Challing Spherical Capacitor Problem

mopar969

The question is:
A spherical capacitor contains a solid spherical conductor of radius 0.5mm with a charge of 7.4 micro coulombs, surrounded by a dielectric material with er = 1.8 out to a radius of 1.2mm, then an outer spherical non-conducting shell, with variable charge per unit volume p = 5r, with outer radius 2.0 mm. Determine the electric field everywhere. (Remember that in a linear dielectric material you can work out the equations as though they are in a vacuum and then replace e0 by e0er.)





I know that the electric field for a dielectric is e = Q all over 4 pi k epsilon zero r^2. I also know that the electric field for the innerest conductor can be found using E = 1 over 4 pi epsilon zero time Q over r^2. Using this equation I got 3.25 x 10 ^ -9. However I do not know how to solve the outer most shell given with the charge per volume value. And for my dielectric electric field formula how do I get the er value of 1.8 that was given in the problem into the equation?

ehild

You mean the electric field in the solid metal sphere? Is not it zero?

As for the dielectric: read the hint. Replace ε₀ with ε₀ ε_r and apply Gauss' Law systematically. For the outer part, determine the amount of charge embedded in the volume inside a sphere of radius r.

ehild

mopar969

So for the hint Q / epsilon zero would be Q / epsilon zero times epsilon r. But what do I do next?

ehild

Apply Gauss' Law at any r to find the electric field strength. Do you know Gauss' Law?

ehild

mopar969

I know that it says the enclosed integral of E times da is q over epsilon zero but I do not know how to apply it to this problem with a dielectric?

mopar969

Any suggestions to tackle this problem?

ehild

To get the electric field inside the outer dielectric, calculate the the charge enclosed by a sphere of radius 1.2 mm<R<2 mm. For that, you have to calculate the volume integral ∫ρdV. ρ is the charge density and it is given, ρ=5r. dV is the volume element. It can be replaced by the volume of a thin shell concentric with the innermost sphere, dV=4πr²dr. The volume integral gives the charge inside the outer dielectric, and you have to add the charge on the inner sphere to get all charge enclosed by a sphere of radius R.

ehild.

mopar969

When I did the integral 4 pi times 5/4 r^4 from 1.2 to 2 I got 218.755 couloumbs. I am a little confused as to what to do next and where the er value given comes in?

mopar969

How do I use the er value?

mopar969

I just need help putting the er value in?

mopar969

Can anybody help this problem is due today and I have been trying to work on it but am having no luck. PLEASE PLEASE PLEASE help.

mopar969

So, do I just add the 218.755 coulombs and the 7.4 micro coulombs together to get the total charge of the sphere or is there more to it?

mopar969

Can I treat the spherical conductor of 7.4 micro coulombs as a point charge to find its electric field?

ehild

Yes, do it in the dielectric, at distance R from the centre
0.5 mm<R<1.2 mm and use 1.8 ε₀ instead of ε₀.
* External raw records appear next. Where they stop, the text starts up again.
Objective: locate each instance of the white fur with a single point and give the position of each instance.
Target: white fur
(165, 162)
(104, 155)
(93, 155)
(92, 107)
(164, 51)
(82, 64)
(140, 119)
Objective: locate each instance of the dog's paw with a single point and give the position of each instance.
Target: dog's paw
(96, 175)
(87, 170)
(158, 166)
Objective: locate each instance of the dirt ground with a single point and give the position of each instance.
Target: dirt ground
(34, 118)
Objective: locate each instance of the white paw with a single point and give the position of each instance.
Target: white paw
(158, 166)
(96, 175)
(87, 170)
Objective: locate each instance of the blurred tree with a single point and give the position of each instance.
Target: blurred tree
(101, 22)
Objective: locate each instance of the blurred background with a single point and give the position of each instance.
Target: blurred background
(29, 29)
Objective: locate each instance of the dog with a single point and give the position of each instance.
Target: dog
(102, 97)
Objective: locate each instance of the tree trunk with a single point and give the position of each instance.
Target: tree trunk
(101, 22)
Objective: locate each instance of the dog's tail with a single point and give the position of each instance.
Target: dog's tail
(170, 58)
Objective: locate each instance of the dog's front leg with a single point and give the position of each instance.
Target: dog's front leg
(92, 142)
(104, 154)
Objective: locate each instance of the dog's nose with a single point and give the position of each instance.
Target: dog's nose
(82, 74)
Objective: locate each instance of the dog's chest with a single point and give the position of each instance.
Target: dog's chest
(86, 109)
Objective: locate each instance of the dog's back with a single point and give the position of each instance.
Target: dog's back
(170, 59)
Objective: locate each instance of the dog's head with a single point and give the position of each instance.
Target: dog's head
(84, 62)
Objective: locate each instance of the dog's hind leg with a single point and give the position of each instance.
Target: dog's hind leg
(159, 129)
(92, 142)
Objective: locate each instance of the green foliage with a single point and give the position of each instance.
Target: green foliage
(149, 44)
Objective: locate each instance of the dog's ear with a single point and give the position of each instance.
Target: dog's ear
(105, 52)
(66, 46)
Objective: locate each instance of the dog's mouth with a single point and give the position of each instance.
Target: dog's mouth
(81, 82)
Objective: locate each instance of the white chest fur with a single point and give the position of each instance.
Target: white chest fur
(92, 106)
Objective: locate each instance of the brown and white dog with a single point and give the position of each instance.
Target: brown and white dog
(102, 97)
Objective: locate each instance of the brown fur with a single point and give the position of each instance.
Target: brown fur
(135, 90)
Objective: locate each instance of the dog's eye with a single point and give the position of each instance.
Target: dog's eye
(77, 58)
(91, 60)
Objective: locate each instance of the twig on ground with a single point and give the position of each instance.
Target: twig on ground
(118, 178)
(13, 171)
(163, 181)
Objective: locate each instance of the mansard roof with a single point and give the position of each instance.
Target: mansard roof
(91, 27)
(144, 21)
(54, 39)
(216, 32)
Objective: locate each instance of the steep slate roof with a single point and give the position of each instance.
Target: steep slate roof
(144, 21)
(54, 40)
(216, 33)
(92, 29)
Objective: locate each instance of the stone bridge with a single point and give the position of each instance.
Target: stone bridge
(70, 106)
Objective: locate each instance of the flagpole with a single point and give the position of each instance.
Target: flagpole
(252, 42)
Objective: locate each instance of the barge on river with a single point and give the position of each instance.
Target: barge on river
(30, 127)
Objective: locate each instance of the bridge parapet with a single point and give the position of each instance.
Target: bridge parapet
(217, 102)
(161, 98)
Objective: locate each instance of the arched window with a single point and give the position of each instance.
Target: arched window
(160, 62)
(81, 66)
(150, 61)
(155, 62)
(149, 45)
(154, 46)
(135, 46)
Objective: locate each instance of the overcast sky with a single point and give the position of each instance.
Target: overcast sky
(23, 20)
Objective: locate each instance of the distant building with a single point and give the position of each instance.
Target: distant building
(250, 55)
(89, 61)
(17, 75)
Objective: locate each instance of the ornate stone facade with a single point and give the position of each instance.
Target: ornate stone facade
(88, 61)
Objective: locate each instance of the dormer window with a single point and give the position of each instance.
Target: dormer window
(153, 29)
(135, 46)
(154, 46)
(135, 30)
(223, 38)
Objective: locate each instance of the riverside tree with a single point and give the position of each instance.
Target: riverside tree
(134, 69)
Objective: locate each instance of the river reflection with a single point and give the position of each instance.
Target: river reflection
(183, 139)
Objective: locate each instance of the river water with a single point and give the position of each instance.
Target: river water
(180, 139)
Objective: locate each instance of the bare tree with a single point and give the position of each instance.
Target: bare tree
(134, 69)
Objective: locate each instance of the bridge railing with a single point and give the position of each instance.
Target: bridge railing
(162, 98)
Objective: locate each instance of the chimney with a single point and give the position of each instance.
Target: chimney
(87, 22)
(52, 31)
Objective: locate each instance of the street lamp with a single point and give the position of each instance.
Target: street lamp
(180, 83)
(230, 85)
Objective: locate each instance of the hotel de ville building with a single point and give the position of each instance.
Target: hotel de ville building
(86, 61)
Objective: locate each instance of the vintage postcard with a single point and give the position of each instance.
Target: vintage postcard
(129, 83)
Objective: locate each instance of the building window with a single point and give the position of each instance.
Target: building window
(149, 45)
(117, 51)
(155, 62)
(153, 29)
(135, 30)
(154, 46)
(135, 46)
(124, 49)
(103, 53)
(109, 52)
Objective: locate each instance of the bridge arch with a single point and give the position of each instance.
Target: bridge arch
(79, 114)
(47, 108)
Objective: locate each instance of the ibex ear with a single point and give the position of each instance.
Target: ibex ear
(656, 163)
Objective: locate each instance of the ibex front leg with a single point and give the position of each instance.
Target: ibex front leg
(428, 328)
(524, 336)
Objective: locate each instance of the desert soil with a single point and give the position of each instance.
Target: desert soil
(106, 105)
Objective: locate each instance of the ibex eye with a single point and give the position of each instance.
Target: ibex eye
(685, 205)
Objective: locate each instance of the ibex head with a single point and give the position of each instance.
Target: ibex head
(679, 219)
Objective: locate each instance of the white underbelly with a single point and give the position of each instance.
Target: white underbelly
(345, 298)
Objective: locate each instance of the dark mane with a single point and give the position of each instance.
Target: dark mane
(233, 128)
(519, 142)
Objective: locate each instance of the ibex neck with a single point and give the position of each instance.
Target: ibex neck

In the range 1.2 mm<R<2 mm you have a non-conducting shell with a charge distribution. Hopefully, you can use ε₀ here, when using Gauss' Law: At a distance R from the centre, the surface integral of E over a sphere of radius R is equal to the charge enclosed by the sphere:
4πR²E=7.4 *10^-6 +4π∫(5r)r²dr, the integral goes from r=0.0012 to r=R.

For r>R, you can consider the total charge (that of the inner sphere + the charge of the non-conducting shell) as a point charge at the centre, and apply Coulomb's law to give the electric field strength as function of R.

ehild

gneill

Yes, provided that you take the radius at which you wish to know the field to be greater than the sphere's radius. Then

[tex] E = \frac{Q}{4 \pi \epsilon_0 r^2} [/tex]

If there's a dielectric material involved, then


[tex] E = \frac{Q}{4 \pi \epsilon_r\epsilon_0 r^2} [/tex]

mopar969

Okay but why did I get 218 couloumbs when I evaluated the integral for the area from 1.2 to 2 is this correct or did I mess up?

mopar969

Also when I set it as a point charge what will my r be will it be 1.2 or will it be 1.2 -0.5 = 0.7mm?